Bodmer, Johann Jakob
Bodmer, Johann Jakob (1698 - 1783). Swiss Critic, Historian and Poet.
Bodmer, along with Breitinger, Johann Jakob, made the English poets such as John Milton unavoidable in any discussion of literary standards. Born in Greifensee, near Zurich, the son of a minister, Bodmer began his studies in theology. In 1719, he left the study of theology to pursue his true interests: literary and historical studies.
In 1721 Bodmer and Breitinger founded Die Diskurse der Maler in which they attacked the rigid restrictions placed on the literary imagination by French Neoclassicism. Thanks to his writings in a journal and his later theoretical works, Bodmer made the works of Milton and the other English poets a critical component of any literary standards in Germany and Europe. Bodmer’s translation of Paradise Lost is credited with being the inspiration for Friedrich Klopstock’s Messias (1748) which is hailed as a pivotal work in German literature. By 1725 he was the head of Helvetian history at the University of Zurich and had opened a publishing company.
Bodmer’s most important critical works include Von dem Einfuss und Gerbrauche der Einbuildings-Kraft (1727), Von dem Wunderbaren in der Poesie (1740), and Critische Betrachtungen Uber die poetischen Gemalde der Dichter (1741).

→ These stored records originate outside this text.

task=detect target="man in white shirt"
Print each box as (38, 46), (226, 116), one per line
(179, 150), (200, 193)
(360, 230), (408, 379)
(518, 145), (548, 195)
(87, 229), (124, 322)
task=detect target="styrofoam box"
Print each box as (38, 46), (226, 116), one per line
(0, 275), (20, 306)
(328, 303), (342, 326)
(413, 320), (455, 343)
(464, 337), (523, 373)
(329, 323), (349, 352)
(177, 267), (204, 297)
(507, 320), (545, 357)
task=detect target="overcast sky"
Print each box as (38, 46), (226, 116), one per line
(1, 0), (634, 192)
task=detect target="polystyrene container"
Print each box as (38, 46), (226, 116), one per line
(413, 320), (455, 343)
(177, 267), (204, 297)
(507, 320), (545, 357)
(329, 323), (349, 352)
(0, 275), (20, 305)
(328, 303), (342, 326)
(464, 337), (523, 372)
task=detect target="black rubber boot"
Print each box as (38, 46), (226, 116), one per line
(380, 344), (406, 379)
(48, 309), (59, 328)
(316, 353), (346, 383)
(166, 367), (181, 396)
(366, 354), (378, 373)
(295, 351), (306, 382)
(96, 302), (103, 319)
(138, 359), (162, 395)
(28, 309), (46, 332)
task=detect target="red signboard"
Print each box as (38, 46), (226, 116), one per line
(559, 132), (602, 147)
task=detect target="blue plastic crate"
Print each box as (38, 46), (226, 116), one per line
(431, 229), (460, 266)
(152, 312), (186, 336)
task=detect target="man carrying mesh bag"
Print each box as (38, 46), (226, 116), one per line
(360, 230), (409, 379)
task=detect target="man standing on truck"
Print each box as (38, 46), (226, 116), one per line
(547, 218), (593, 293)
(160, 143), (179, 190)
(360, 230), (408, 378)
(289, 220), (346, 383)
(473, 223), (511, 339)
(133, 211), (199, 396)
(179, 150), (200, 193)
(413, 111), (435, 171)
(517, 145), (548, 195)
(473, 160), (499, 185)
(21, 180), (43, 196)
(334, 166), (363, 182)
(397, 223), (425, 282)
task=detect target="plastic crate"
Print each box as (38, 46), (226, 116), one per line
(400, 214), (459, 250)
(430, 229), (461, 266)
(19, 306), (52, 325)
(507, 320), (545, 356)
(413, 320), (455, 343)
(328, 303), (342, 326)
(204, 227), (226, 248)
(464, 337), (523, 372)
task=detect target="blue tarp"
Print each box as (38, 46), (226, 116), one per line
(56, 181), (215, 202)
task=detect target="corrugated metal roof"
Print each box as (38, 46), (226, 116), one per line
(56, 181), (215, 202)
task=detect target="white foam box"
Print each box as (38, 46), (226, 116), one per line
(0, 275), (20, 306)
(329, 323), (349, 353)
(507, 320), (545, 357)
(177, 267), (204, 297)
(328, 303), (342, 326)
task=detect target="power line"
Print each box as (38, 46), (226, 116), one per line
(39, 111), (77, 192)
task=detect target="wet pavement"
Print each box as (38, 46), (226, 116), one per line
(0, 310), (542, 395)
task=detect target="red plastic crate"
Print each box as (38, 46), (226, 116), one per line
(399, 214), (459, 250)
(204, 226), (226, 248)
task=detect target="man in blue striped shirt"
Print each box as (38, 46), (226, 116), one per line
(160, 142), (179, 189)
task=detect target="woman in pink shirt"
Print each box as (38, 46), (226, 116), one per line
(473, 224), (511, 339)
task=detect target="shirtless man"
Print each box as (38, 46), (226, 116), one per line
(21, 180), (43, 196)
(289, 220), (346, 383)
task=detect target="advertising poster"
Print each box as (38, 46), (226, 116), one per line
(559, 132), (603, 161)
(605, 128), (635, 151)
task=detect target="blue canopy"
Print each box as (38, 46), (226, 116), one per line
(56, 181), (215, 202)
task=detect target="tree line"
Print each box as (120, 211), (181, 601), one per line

In these works, Bodmer continued to champion the role of the poet’s imagination in the creation of the poetic image, rather than formal standards of metre and verse. He and Breitinger termed this autoelic writing, about which Bodmer wrote that the reader should demand only poetry; in this we shall be satisfied with the probability and the reason which lies in its coherence with itself.
Bodmer proved to be an influential educator but never a successful poet. He retired from academia, at 77 years of age, in 1775. He died in 1783.
Further Reading:
F. Radant, From Baroque to Storm and Stress, 1977.